1

I'm new in ML and I would like some explanation about dummy variables from any experienced data scientist.

I've understood through reading on the web that pre-processing the data is a really important step before even thinking about the model we want to implement. One subject is how we deal with categorical variables and the answer I found so far on the web was turn it into dummy variables. However, I'm struggling to understand why we do that. What's the reason hidden behind this method? Is that something we do automatically as soon we see a categorical variable in our dataset?

Why do algorithms learn better from $K-1$ columns made of $1$ and $0$ than from $1$ column made of $K$ features?

Is there something else we can think of doing when we see a categorical variable?

Nick Cox
  • 48,377
  • 8
  • 110
  • 156
  • Some dups: https://stats.stackexchange.com/questions/115049/why-do-we-need-to-dummy-code-categorical-variables, https://stats.stackexchange.com/questions/24185/why-dummy-variables-rather-than-one-factor-variable-in-modelling, – kjetil b halvorsen Jul 27 '19 at 10:02

2 Answers2

0

Introduction of dummy variables, or One-hot encoding, is a way to include nominal variables in a regression model.

Say Z is a nominal variable representing occupation, with 3 levels: Doctor, Engineer and Writer, and you wish to include this variable in your regression model to predict income.

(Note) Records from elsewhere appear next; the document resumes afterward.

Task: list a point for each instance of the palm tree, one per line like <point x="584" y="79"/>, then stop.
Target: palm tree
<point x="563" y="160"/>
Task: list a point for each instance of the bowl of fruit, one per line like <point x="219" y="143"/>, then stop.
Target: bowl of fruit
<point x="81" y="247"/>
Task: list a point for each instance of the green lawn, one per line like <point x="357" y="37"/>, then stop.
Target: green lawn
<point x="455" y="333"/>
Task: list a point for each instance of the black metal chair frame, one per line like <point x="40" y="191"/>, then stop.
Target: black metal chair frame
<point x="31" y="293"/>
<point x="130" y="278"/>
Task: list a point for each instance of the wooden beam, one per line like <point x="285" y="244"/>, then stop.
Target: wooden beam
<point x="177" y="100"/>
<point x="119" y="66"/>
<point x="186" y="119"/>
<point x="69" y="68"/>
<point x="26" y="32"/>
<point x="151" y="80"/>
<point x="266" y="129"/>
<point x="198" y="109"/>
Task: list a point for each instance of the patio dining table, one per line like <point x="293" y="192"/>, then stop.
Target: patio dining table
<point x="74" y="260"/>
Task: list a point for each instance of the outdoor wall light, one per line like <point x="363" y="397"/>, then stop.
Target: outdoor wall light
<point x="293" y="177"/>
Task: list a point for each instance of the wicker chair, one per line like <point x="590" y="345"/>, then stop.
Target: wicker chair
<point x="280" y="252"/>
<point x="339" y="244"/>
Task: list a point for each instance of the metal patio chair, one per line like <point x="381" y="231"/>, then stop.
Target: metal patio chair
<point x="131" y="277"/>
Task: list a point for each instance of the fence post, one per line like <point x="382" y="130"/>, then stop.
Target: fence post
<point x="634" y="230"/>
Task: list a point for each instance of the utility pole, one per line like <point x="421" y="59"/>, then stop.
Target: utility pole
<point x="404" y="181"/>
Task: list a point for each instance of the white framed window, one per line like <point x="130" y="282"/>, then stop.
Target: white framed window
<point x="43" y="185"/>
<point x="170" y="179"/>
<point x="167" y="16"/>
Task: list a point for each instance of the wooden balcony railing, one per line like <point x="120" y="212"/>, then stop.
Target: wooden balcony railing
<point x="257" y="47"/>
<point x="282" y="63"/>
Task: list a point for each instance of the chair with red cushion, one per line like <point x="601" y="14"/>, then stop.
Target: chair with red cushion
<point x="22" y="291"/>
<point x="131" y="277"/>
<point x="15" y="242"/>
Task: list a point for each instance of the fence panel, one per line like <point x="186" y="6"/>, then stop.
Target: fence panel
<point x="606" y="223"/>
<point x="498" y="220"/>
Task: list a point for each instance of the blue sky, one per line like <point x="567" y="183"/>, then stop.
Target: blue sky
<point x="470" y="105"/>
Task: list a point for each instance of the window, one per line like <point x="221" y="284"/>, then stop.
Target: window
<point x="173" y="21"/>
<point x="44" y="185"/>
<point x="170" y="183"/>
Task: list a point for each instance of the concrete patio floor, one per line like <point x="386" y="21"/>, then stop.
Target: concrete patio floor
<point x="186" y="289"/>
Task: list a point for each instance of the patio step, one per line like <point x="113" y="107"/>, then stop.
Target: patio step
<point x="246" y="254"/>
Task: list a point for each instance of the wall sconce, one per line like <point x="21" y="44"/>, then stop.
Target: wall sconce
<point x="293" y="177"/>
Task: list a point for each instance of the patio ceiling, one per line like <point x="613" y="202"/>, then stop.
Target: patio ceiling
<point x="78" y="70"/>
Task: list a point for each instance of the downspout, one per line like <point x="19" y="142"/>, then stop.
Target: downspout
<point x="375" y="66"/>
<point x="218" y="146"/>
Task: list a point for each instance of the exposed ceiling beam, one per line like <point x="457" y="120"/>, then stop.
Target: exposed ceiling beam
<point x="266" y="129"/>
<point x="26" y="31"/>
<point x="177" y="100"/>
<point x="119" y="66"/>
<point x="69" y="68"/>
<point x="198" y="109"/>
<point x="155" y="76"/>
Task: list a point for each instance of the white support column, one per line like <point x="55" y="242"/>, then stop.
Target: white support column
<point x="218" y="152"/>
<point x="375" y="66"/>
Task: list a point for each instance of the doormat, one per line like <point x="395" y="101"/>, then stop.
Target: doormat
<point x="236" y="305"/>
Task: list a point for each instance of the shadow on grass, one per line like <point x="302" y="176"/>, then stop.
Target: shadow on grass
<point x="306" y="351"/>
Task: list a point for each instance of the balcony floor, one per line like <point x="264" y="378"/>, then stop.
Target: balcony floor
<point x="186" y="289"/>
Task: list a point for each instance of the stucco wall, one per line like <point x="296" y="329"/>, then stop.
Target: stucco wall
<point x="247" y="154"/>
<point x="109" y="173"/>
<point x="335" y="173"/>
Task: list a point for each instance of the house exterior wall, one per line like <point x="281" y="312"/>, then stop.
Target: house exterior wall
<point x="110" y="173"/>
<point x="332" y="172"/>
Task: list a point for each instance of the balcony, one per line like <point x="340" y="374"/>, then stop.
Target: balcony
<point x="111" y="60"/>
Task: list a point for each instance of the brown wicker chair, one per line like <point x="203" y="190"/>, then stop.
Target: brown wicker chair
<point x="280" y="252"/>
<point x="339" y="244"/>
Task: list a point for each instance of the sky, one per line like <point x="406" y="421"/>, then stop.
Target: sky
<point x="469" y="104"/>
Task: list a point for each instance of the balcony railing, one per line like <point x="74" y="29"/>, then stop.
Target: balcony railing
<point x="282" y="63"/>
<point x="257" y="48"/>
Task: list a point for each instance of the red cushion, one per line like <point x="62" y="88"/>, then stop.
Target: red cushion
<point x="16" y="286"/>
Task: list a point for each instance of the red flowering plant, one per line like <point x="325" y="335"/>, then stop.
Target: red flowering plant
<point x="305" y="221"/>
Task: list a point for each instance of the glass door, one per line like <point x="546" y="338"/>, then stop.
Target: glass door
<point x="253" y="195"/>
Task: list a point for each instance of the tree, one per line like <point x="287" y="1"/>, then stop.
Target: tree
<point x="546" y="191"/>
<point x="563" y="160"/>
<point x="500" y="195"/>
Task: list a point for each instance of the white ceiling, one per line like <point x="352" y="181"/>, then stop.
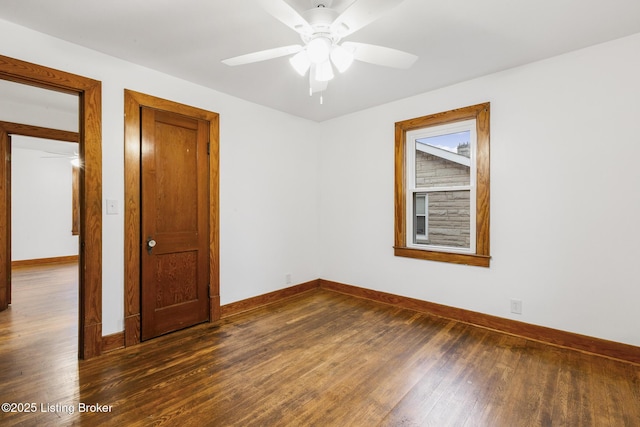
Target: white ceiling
<point x="455" y="40"/>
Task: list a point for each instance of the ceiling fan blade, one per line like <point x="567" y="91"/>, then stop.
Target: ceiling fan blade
<point x="263" y="55"/>
<point x="380" y="55"/>
<point x="283" y="12"/>
<point x="361" y="13"/>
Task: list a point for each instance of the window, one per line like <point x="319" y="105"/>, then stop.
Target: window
<point x="442" y="186"/>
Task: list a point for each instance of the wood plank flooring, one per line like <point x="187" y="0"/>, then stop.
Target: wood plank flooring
<point x="318" y="359"/>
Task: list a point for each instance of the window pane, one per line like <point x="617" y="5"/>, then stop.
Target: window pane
<point x="443" y="161"/>
<point x="449" y="221"/>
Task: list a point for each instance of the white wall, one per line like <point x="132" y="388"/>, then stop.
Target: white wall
<point x="268" y="173"/>
<point x="565" y="204"/>
<point x="564" y="198"/>
<point x="41" y="205"/>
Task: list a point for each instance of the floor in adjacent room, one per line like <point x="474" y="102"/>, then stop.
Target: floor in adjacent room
<point x="321" y="358"/>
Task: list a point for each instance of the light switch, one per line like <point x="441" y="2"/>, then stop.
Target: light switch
<point x="112" y="207"/>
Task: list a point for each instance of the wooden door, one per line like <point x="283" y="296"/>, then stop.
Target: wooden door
<point x="5" y="219"/>
<point x="174" y="222"/>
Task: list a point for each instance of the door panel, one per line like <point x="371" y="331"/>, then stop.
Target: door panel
<point x="174" y="222"/>
<point x="5" y="219"/>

To include it in a regression model, you need to somehow convert it into a number. Being a nominal variable, there is no natural ordering that you can use to assign a number to each category. Then, say you use some arbitrary mapping, assigning 1 for Doctor, 2 for Engineer and 3 for Writer.

Now after you fit the model, no matter what coefficient you get, the income for Engineer will always be between that of Doctor and Writer. That is not how you would want your regression model to work, hence this arbitrary mapping is not a suitable way of including nominal variables.

The proper way to include nominal variables is One-Hot encoding. In One-Hot encoding, if your variable has n levels, you add n-1 columns to your design matrix. In the above example, you would add 2 columns, because there are 3 occupations.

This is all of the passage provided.